You have Mojibake data here; UTF-8 data decoded from bytes with the wrong codec.
The trick is to figure out which encoding was used to decode, before producing the JSON output. The first two samples can be repaired if you assume the encoding was Windows Codepage 1252:
>>> sample = u'''\
... d\u00c3\u00a9cor
... business\u00e2\u20ac\u2122 active accounts
... the \u00e2\u20ac\u0153Made in the USA\u00e2\u20ac\u009d label
... '''.splitlines()
>>> print sample[0].encode('cp1252').decode('utf8')
décor
>>> print sample[1].encode('cp1252').decode('utf8')
business’ active accounts
but this codec fails for the 3rd:
>>> print sample[2].encode('cp1252').decode('utf8')
Traceback (most recent call last):
File "<stdin>", line 1, in <module>
File "/Users/mpieters/Development/venvs/stackoverflow-2.7/lib/python2.7/encodings/cp1252.py", line 12, in encode
return codecs.charmap_encode(input,errors,encoding_table)
UnicodeEncodeError: 'charmap' codec can't encode character u'\x9d' in position 24: character maps to <undefined>
The first 3 'weird' bytes are certainly a CP1252 Mojibake for the U+201C LEFT DOUBLE QUOTATION MARK codepoint:
>>> sample[2]
u'the \xe2\u20ac\u0153Made in the USA\xe2\u20ac\x9d label'
>>> sample[2][:22].encode('cp1252').decode('utf8')

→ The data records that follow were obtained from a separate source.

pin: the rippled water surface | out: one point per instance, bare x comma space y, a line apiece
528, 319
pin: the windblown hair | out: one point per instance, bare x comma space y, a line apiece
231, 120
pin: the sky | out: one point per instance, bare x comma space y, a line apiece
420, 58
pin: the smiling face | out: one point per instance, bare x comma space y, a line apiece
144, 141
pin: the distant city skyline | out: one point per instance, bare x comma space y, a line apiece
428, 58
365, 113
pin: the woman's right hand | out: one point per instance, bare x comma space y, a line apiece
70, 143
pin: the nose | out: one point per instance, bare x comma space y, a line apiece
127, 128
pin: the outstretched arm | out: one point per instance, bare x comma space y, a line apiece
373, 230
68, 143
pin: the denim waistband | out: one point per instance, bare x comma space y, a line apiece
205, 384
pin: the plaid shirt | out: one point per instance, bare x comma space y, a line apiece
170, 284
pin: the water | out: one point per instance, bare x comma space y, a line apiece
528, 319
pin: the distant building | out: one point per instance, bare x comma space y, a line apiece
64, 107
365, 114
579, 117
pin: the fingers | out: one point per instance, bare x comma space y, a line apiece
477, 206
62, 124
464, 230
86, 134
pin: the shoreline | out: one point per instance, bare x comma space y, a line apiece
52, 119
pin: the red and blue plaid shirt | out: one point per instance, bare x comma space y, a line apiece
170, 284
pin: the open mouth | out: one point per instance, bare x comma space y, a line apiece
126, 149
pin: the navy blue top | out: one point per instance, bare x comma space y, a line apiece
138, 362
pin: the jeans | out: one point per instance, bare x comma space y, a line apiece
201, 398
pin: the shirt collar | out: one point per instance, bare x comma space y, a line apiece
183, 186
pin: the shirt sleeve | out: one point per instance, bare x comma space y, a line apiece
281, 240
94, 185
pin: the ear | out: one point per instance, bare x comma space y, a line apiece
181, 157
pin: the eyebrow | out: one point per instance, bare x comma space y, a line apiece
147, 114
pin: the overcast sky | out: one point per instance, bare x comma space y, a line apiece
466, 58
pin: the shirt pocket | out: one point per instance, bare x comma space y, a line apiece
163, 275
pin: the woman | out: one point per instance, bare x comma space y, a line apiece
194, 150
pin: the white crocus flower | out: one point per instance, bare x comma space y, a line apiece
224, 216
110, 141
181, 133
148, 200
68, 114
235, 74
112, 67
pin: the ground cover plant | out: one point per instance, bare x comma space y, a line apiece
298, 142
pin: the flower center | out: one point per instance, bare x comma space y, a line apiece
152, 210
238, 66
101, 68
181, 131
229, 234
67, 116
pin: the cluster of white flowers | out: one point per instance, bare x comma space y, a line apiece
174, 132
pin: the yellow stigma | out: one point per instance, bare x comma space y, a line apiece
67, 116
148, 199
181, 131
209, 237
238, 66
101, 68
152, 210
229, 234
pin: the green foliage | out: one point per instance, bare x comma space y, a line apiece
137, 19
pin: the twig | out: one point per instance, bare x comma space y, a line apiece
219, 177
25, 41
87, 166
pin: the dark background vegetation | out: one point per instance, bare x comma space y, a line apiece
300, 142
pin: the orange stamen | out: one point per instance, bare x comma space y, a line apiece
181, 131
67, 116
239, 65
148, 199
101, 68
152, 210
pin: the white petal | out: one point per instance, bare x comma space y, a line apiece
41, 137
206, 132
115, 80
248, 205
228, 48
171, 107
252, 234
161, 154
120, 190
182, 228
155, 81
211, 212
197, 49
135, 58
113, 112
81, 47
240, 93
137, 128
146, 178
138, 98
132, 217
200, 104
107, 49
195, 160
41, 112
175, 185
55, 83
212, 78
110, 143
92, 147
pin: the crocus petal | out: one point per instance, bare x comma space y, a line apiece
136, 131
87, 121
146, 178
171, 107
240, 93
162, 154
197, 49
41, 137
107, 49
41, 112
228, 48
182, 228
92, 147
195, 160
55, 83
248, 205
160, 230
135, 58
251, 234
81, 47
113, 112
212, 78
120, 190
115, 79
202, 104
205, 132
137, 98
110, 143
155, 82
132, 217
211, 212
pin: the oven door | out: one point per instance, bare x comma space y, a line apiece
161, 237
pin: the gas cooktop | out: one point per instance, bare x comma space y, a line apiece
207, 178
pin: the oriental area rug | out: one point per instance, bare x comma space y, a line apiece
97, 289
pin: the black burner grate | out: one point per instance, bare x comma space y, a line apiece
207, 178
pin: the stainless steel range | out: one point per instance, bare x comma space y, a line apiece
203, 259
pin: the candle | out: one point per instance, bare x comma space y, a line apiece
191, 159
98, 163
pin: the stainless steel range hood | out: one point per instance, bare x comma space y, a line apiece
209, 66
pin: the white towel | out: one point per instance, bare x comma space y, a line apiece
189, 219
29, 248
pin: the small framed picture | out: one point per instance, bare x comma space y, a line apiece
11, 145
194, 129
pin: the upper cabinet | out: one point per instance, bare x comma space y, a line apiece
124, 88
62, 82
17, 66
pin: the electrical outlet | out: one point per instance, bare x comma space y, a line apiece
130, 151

u'the \u201cMade in the USA'
so the other combo is presumably meant to be U+201D RIGHT DOUBLE QUOTATION MARK, but the latter character results in a UTF-8 byte not normally present in CP1252:
>>> u'\u201d'.encode('utf8').decode('cp1252')
Traceback (most recent call last):
File "<stdin>", line 1, in <module>
File "/Users/mpieters/Development/venvs/stackoverflow-2.7/lib/python2.7/encodings/cp1252.py", line 15, in decode
return codecs.charmap_decode(input,errors,decoding_table)
UnicodeDecodeError: 'charmap' codec can't decode byte 0x9d in position 2: character maps to <undefined>
That's because there is no hex 9D position in the CP1252 codec, but the codepoint did make it into the JSON output:
>>> sample[2][22:]
u'\xe2\u20ac\x9d label'
The ftfy
library Ned Batchelder so helpfully alerted me to uses a 'sloppy' CP1252 codec to work around that issue, mapping non-existing bytes one-on-one (UTF-8 byte to Latin-1 Unicode point). The resulting 'fancy quotes' are then mapped to ASCII quotes by the library, but you can switch that off:
>>> import ftfy
>>> ftfy.fix_text(sample[2])
u'the "Made in the USA" label'
>>> ftfy.fix_text(sample[2], uncurl_quotes=False)
u'the \u201cMade in the USA\u201d label'
Since this library automates this task for you, and does a better job than the standard Python codecs can do for you here, you should just install it, and apply it to the mess this API hands you. Don't hesitate to berate the people that hand you this data, however, if you have half a chance. They have produced one lovely muck-up.